A recent study near 22 industrial centers of India discovered that the groundwater in the surrounding areas was no longer fit to be used as drinking or household water. According to the Worldwatch institute most of the approximately two billion people who are now drinking groundwater, could soon face serious problems related to the pollution of the groundwater.

The most important solution to these problems could be the revitalizing and further development of the various ancient rainwater harvesting and storing systems. Even in the world's driest areas proper water harvesting and storing methods can provide an adequate drinking, household and irrigation water supply for the people. Even as little as 100 millimeters of rain provides a thousand cubic metres or one million litres for each hectare of land. In India there are at least 500 000 large tanks that were built, long time ago, in order to store rainwater. The state of Tamil Nadu, for example, has 30 000 such water tanks called eris. They form, altogether, a huge water collecting structure consisting of hundreds of thousands of brick-made dams and of 50 000 kilometres of other structures.

In many parts of India, in Pakistan, China, Afghanistan and Iran, in the Middle East and in North Africa people used to construct horizontal wells that collected water from the deep soil layers and transported it to the nearby population centers. In Afghanistan, Pakistan and in the Xinkiang province of China these horizontal wells are known with the name karez. On India's western coast they are surangams, in Marocco they are called foggaras. In Iran they are qanats. Iran has, alltogether about 40 000 qanats, the combined length of which is about 270 000 kilometres. The longest qanats are 40 or 50 kilometres in length.

Such horizontal wells have their darker side. Their construction has originally required huge amounts of labour. It is very likely that many of them have been constructed by slave labour, and that many people have died in the process. However, in our own day we could build similar horizontal wells in ways that would not endanger the lives of our construction workers.

It would probably be a good idea to revitalize the technology, because it is still working astonishingly well. Many horizontal wells have kept on producing good-quality drinking water for thousands of years. Xinkiang's one thousand karez structures are still providing the province with one third of its water. In Iran three quarters of water supply was based on qanats until the 1950's, and the system started to deteriorate only after that due to the exaggerated westernization drive of the Shah Reza Pahlavi.

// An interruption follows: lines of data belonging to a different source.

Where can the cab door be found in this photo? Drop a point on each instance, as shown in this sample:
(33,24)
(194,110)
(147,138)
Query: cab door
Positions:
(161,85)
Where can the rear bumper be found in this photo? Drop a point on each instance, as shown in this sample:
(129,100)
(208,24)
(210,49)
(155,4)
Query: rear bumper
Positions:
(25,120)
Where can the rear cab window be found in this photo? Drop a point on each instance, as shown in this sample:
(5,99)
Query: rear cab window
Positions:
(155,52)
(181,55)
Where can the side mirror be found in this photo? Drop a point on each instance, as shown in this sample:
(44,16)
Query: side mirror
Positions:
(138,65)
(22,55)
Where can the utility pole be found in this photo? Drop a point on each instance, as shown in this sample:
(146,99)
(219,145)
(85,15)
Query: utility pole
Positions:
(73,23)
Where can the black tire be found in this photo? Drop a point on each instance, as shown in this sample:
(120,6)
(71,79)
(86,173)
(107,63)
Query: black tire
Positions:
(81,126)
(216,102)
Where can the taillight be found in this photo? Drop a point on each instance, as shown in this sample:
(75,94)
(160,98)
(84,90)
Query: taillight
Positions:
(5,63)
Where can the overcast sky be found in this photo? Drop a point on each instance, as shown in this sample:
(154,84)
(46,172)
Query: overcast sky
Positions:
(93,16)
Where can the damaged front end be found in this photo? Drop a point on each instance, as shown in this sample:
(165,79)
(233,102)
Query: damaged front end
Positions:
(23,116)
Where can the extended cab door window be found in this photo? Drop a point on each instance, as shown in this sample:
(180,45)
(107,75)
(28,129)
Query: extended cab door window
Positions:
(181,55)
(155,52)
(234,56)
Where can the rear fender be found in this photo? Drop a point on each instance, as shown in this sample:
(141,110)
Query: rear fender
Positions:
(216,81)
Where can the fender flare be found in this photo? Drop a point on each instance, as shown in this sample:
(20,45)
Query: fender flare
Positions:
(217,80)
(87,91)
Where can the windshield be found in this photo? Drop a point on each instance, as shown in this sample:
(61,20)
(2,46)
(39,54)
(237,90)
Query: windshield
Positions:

In many countries people have also constructed sub-surface dams, ditches filled with stones and various types of earthen walls that increase the formation of groundwater. Tarun Bharat Singh, an organization working in the drylands of Rajasthan, in India, has been able to bring whole rivers back to life with the help of such traditional technologies. The thousands of village parliaments organized by Tarun Bharat Singh have been an important model experimenting with ecological democracy at the local level.